Sebelumnya, Ketua Umum PHRI Hariyadi Sukamdani mencatat pemerintah sudah tidak menggelar acara apapun sejak Januari 2025. Dia menyebut hal ini telah terjadi di kota-kota besar Indonesia.
PHRI telah mengirimkan surat kepada Presiden Prabowo dan Menteri Keuangan tapi belum mendapat respon. Usul asosiasi tersebut semua penawaran dari jasa akomodasi dan ruang rapat dimasukkan dalam katolog Lembaga Kebijakan Pengadaan Barang/Jasa Pemerintah (LKPP) dan didigitalkan. "Ini untuk memaksimalkan pengelolaan anggaran," kata Haryadi.

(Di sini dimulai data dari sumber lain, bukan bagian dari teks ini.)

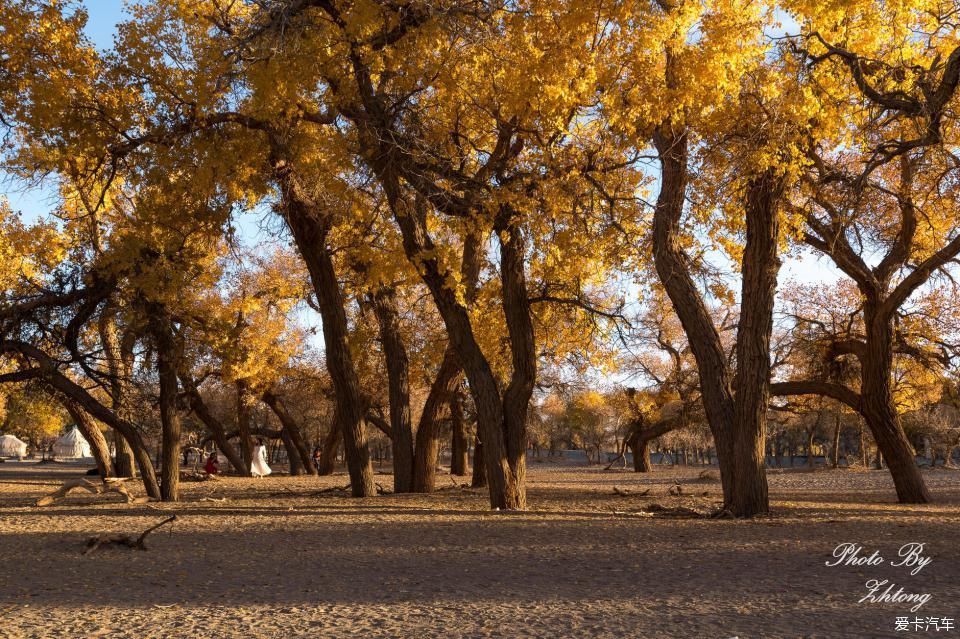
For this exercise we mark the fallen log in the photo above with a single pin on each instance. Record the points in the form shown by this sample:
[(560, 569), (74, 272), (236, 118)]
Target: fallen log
[(124, 540), (108, 485)]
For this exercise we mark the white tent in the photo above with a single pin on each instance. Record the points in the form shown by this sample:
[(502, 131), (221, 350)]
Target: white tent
[(71, 445), (10, 446)]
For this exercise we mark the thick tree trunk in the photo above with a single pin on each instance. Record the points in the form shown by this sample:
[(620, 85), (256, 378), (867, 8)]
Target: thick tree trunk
[(504, 467), (94, 436), (398, 382), (292, 431), (674, 271), (428, 431), (479, 479), (761, 265), (310, 229), (881, 415), (167, 361), (124, 463), (458, 444), (293, 456), (216, 428)]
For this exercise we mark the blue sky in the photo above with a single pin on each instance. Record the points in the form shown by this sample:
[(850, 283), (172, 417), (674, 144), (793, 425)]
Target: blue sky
[(104, 15)]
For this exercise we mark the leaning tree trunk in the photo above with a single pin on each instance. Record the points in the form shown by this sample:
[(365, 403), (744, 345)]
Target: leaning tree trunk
[(169, 417), (398, 382), (761, 264), (309, 227), (674, 272), (94, 436), (881, 416), (836, 439), (458, 444), (448, 377)]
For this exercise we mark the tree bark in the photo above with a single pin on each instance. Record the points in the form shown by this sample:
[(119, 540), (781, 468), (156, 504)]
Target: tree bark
[(244, 422), (310, 228), (92, 433), (479, 479), (458, 444), (398, 381), (167, 361), (216, 428), (292, 430), (328, 452), (428, 431), (880, 412), (761, 264)]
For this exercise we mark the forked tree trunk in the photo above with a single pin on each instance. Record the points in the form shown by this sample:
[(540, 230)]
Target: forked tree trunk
[(309, 225), (880, 413), (169, 417), (328, 452), (458, 444), (216, 428), (292, 432), (836, 439), (428, 431), (94, 436)]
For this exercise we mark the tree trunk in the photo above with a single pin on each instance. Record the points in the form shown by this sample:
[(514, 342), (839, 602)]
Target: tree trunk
[(217, 431), (836, 439), (674, 272), (94, 436), (428, 431), (244, 422), (640, 448), (458, 444), (761, 265), (167, 360), (328, 452), (479, 479), (293, 455), (124, 462), (880, 413), (293, 432), (398, 382), (310, 230)]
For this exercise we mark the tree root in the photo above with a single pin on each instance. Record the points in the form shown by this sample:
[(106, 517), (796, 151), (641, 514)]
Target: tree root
[(125, 540)]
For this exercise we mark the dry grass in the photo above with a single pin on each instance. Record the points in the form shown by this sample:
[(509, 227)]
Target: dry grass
[(275, 558)]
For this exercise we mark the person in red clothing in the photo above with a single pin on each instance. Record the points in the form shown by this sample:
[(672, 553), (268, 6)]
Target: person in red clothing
[(211, 467)]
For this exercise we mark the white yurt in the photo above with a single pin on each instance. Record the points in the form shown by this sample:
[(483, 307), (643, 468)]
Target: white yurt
[(71, 446), (10, 446)]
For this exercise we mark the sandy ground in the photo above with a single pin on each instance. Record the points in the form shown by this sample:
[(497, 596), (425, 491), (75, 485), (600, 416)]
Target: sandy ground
[(277, 559)]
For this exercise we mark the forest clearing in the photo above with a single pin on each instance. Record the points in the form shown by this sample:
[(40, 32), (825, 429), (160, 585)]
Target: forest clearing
[(441, 318), (275, 559)]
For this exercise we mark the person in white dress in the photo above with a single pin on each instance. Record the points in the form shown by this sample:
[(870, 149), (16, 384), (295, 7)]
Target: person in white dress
[(258, 465)]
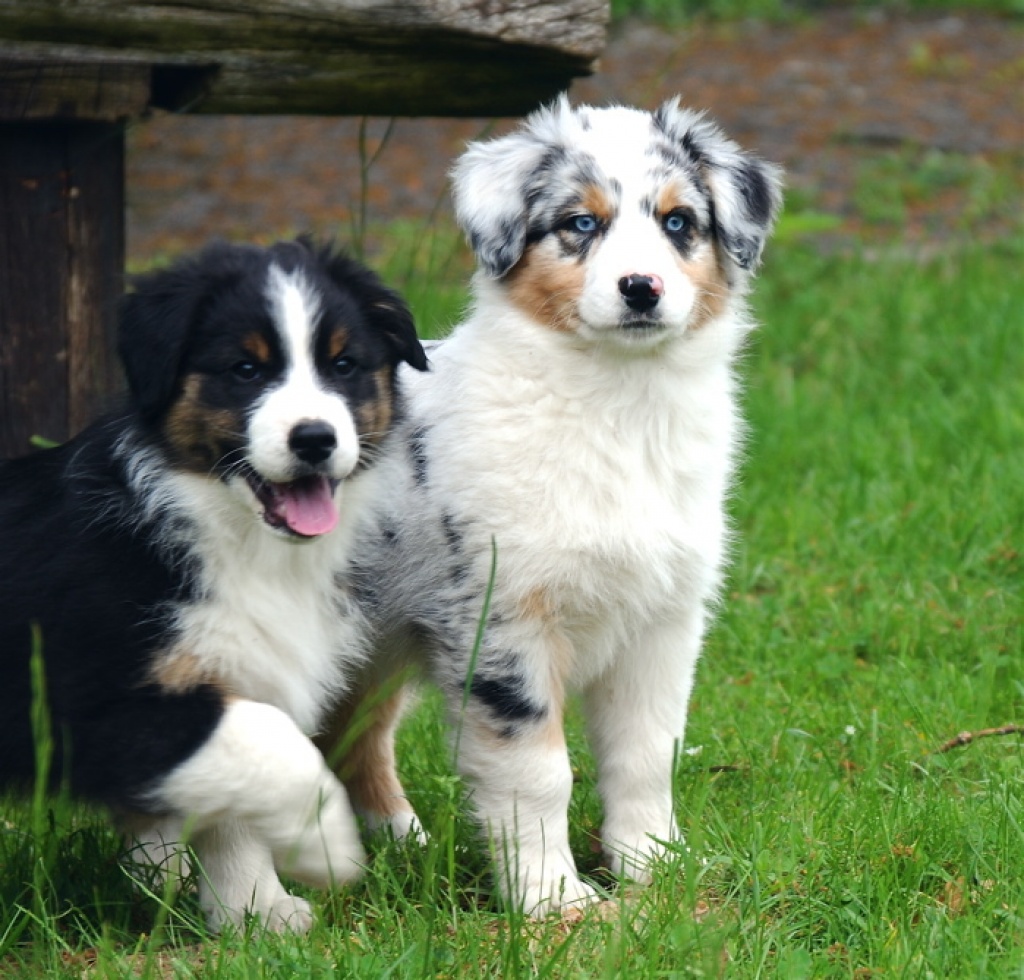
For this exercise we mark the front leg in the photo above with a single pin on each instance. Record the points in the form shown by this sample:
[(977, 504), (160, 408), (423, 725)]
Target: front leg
[(636, 715), (511, 749)]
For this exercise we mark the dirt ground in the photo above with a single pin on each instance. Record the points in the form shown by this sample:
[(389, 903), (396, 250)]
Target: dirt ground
[(908, 122)]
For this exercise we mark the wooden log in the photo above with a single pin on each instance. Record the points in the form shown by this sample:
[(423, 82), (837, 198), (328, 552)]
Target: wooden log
[(61, 262), (73, 71), (419, 57)]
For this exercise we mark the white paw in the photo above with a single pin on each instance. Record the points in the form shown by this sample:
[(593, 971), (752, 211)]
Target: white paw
[(287, 913), (325, 851), (269, 903), (541, 896), (402, 826)]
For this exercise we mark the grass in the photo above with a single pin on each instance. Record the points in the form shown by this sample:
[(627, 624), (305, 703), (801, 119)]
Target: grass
[(873, 611)]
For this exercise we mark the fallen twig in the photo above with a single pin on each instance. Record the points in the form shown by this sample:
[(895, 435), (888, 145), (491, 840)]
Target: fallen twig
[(966, 737)]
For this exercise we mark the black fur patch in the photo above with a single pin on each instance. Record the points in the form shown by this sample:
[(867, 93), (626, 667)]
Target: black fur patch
[(755, 190), (506, 697), (418, 454)]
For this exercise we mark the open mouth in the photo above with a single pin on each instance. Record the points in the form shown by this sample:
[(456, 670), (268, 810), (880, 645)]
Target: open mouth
[(641, 322), (304, 507)]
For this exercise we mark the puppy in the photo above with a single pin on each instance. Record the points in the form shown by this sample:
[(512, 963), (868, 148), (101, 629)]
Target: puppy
[(177, 564), (571, 446)]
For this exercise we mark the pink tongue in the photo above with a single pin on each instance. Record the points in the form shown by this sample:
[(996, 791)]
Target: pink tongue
[(307, 506)]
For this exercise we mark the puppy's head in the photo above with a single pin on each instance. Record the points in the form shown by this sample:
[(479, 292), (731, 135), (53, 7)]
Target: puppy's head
[(615, 223), (268, 369)]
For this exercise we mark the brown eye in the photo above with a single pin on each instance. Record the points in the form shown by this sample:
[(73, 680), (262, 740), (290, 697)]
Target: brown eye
[(247, 371), (343, 367)]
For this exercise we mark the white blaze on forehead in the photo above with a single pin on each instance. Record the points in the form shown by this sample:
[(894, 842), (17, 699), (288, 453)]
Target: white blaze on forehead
[(301, 394), (295, 307)]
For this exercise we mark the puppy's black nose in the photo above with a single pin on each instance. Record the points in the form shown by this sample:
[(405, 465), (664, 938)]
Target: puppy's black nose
[(312, 440), (641, 292)]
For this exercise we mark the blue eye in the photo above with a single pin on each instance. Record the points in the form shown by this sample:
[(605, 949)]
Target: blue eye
[(675, 223), (585, 223)]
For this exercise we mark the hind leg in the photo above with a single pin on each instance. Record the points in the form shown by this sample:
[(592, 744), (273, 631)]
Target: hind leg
[(361, 734)]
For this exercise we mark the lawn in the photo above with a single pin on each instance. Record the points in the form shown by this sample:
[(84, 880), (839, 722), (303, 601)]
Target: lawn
[(873, 612)]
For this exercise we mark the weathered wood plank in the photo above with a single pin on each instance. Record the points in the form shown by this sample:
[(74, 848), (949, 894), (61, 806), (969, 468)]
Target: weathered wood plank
[(61, 261), (38, 89), (329, 56)]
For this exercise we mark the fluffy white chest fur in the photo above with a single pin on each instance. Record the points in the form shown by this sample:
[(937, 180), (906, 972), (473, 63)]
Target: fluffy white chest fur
[(579, 428), (600, 476), (270, 623)]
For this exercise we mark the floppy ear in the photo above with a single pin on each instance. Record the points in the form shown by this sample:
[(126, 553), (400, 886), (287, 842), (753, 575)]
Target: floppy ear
[(491, 187), (153, 332), (747, 193), (381, 305)]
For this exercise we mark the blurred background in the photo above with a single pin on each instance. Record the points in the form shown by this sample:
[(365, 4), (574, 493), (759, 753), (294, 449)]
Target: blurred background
[(893, 121)]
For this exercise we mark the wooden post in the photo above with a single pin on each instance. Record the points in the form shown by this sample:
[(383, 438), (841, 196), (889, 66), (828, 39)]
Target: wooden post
[(61, 240), (73, 73), (61, 262)]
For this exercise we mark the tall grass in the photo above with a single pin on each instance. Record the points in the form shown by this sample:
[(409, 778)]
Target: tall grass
[(875, 610)]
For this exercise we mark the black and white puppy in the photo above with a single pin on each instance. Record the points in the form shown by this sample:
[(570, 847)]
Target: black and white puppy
[(179, 558), (582, 426)]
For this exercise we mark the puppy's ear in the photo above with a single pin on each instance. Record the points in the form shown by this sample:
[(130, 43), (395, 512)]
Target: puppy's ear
[(492, 185), (153, 333), (381, 305), (747, 193)]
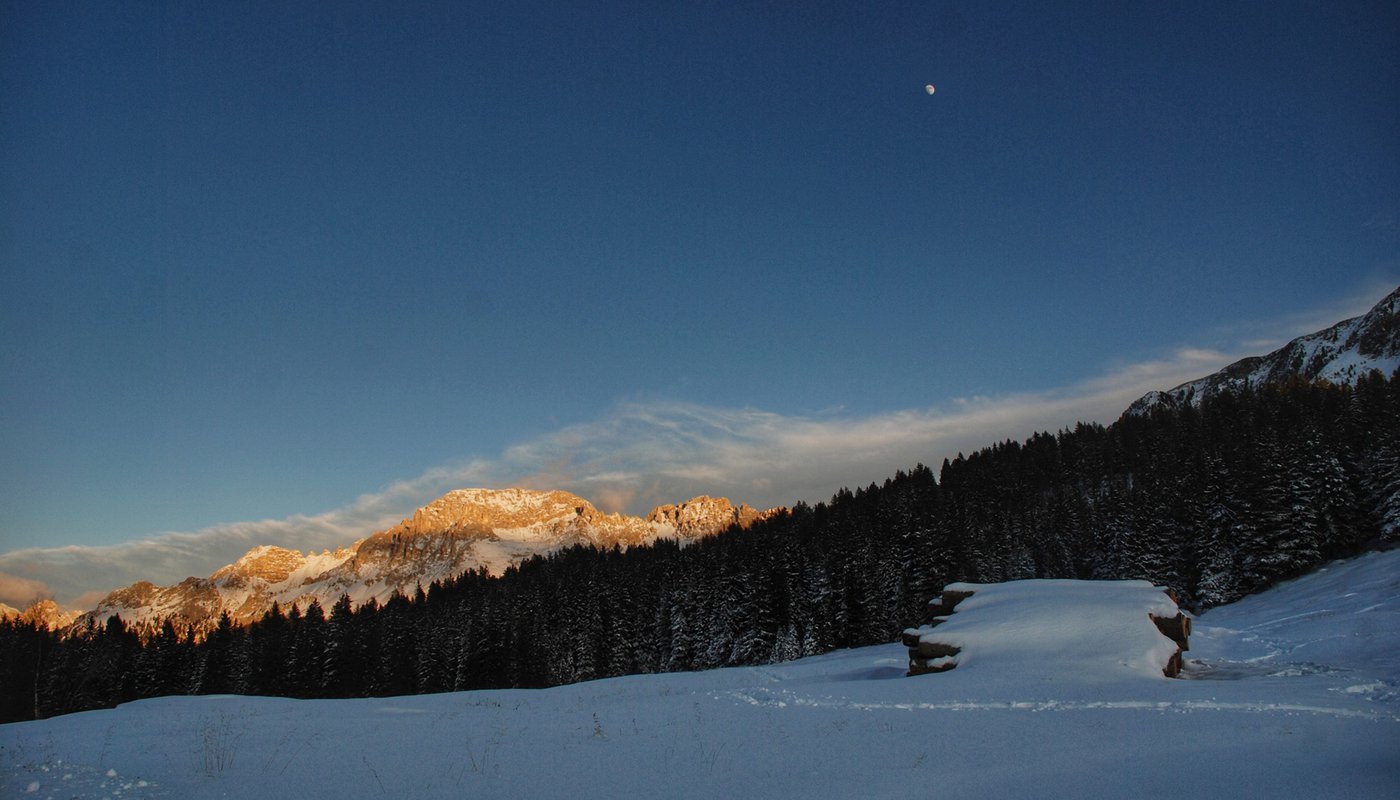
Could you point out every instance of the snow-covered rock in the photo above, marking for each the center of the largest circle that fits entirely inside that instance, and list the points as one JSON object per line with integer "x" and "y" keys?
{"x": 466, "y": 528}
{"x": 1339, "y": 355}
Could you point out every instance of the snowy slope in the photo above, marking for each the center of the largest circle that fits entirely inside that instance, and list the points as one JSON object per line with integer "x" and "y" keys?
{"x": 1292, "y": 694}
{"x": 1339, "y": 355}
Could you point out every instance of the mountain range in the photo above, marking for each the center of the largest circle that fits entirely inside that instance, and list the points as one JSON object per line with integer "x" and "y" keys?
{"x": 497, "y": 528}
{"x": 1337, "y": 355}
{"x": 462, "y": 530}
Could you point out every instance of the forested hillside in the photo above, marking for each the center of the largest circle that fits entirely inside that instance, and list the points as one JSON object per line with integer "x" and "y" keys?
{"x": 1217, "y": 500}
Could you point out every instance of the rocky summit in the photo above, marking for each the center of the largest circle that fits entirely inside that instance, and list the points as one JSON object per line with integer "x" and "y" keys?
{"x": 462, "y": 530}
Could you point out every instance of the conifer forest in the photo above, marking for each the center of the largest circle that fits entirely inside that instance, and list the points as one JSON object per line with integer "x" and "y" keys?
{"x": 1217, "y": 500}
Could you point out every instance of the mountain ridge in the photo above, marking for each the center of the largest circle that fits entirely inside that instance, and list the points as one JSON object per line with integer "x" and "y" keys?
{"x": 462, "y": 530}
{"x": 1340, "y": 355}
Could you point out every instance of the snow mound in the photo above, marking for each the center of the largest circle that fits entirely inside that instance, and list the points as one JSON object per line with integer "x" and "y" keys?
{"x": 1057, "y": 629}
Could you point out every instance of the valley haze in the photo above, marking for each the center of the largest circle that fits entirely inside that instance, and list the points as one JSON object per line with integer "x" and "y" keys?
{"x": 655, "y": 451}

Hariyadi mengatakan efisiensi anggaran yang dilakukan pemerintah akan berdampak signifikan bagi sektor hotel dan restoran di Indonesia. Berdasarkan hitungannya, dampak pemotongan anggaran menimbulkan potensi kerugian hingga Rp 24,8 triliun per tahun.
Angka tersebut terdiri dari akomodasi dan keperluan rapat atau pertemuan. “Jadi, hitungan kami, akomodasi saja potensinya bisa hilang Rp 16,538 triliun. Untuk meeting kira-kira Rp 8,26 triliun,” kata Hariyadi.
Nilai potensi kerugian tersebut setara dengan 40% okupansi hotel secara nasional dan 70% pangsa pasar pemerintah di daerah. “Jadi dampaknya akan signifikan dan sangat terasa,” ujarnya.